Springfield—In 1812, Ohio was still a wilderness, a new state on the northwest edge of the nascent United States. Great Britain still had designs on its former colonies—and what better place to made inroads than in Ohio, where the British Army and its Native American allies still carried so much influence? Thus it was that Ohio became the front line in what some call the second American Revolution: the War of 1812.

On December 10, 2017, at 2 p.m., the George Rogers Clark Heritage Association (the same people who bring you the Fair at New Boston every Labor Day weekend) will present “Fort Meigs and the War of 1812 in the Old Northwest.” This program, which is free and open to the public, will be held in the auditorium on the campus of the Ohio Masonic Home in Springfield, Ohio. The speaker will be Daniel Woodward, program manager from Fort Meigs—which is near Toledo and is the site of two major battles fought in the War of 1812.

Built to defend Ohio and the Northwest Territory from British attacks, Fort Meigs became the focal point of the British invasion. Program manager Woodward will give us a blow-by-blow report on the battles fought there, as well as how the war affected the people who were just beginning to build new communities the Miami Valley. What did it mean to the local farmers and businessmen who picked up their arms, joined militia units, and went off to war to defend their homes? How did it affect the families they left behind, waiting and vulnerable to attack?
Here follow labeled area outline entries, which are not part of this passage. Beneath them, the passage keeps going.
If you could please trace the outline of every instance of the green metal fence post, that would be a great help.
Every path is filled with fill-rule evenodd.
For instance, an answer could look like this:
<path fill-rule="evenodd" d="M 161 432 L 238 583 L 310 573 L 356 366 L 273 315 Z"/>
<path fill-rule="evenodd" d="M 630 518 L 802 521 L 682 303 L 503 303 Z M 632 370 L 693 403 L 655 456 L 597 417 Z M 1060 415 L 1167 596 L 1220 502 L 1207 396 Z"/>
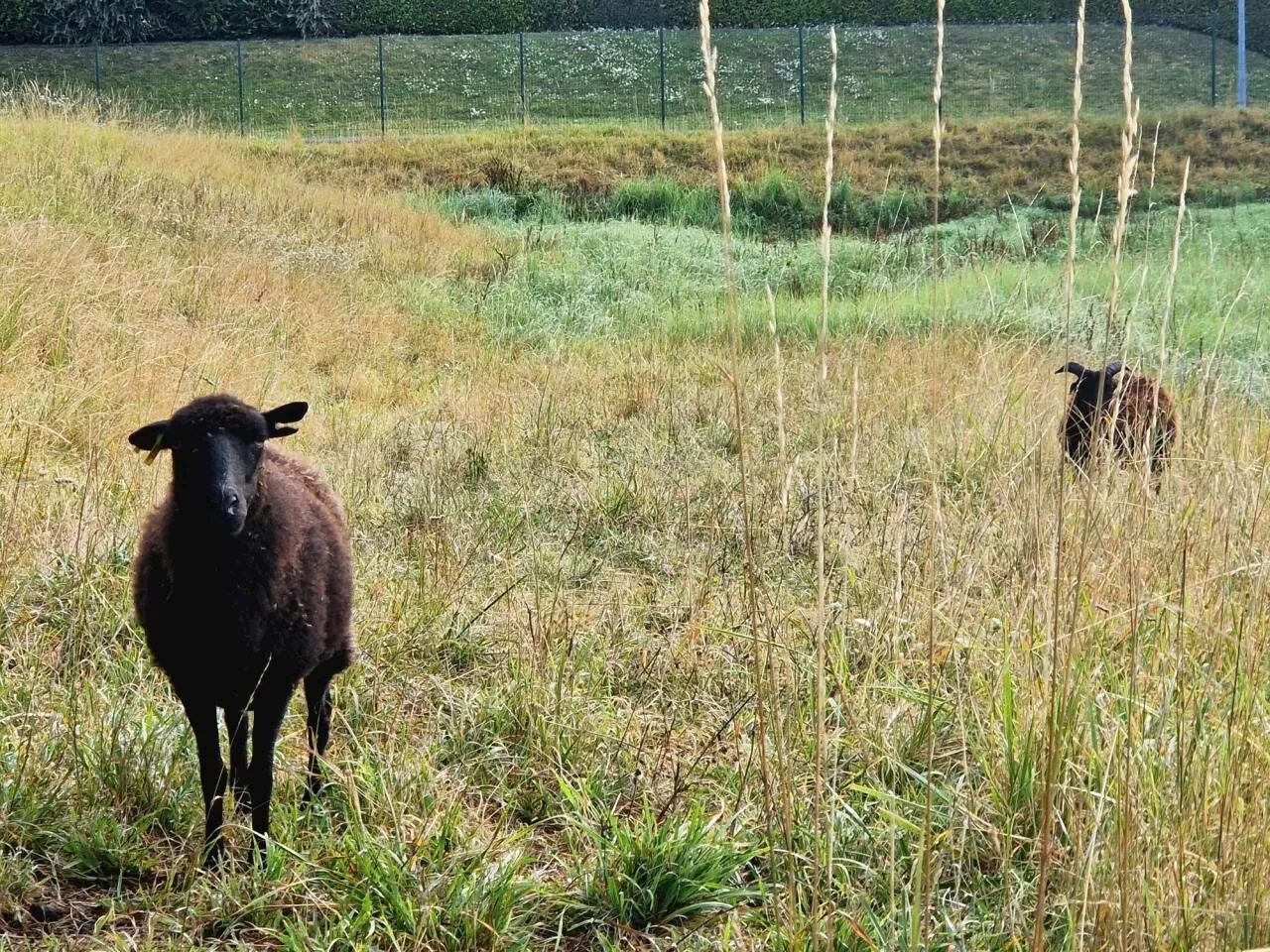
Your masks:
<path fill-rule="evenodd" d="M 239 135 L 246 135 L 246 98 L 243 95 L 243 41 L 235 41 L 239 63 Z"/>
<path fill-rule="evenodd" d="M 1213 107 L 1217 107 L 1217 5 L 1208 8 L 1208 36 L 1209 36 L 1209 53 L 1208 62 L 1212 67 L 1212 89 L 1213 89 Z"/>
<path fill-rule="evenodd" d="M 798 25 L 798 121 L 806 126 L 806 47 L 803 42 L 804 28 Z"/>
<path fill-rule="evenodd" d="M 662 132 L 665 132 L 665 27 L 657 28 L 657 62 L 662 80 Z"/>
<path fill-rule="evenodd" d="M 380 37 L 380 135 L 389 135 L 389 108 L 384 95 L 384 37 Z"/>
<path fill-rule="evenodd" d="M 528 109 L 525 103 L 525 30 L 521 30 L 521 124 L 526 124 L 528 118 Z"/>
The program will also feature some special guests: Captain John Linigle’s Company of Ohio Militia, a group of local re-enactors who portray citizen soldiers from the Springfield and Urbana area who participated in the War of 1812. The men of Linigles will be in full period attire with period-correct accoutrements—a great opportunity to see what the men who defended Fort Meigs were really like.

Our speaker, Daniel Woodward, began his career at Fort Meigs in 1998 as volunteer historical interpreter. His duties consisted of dressing in period attire as a War of 1812 soldier, conducting cannon and musket firing demonstrations, and discussing the history of Fort Meigs with visitors to the site.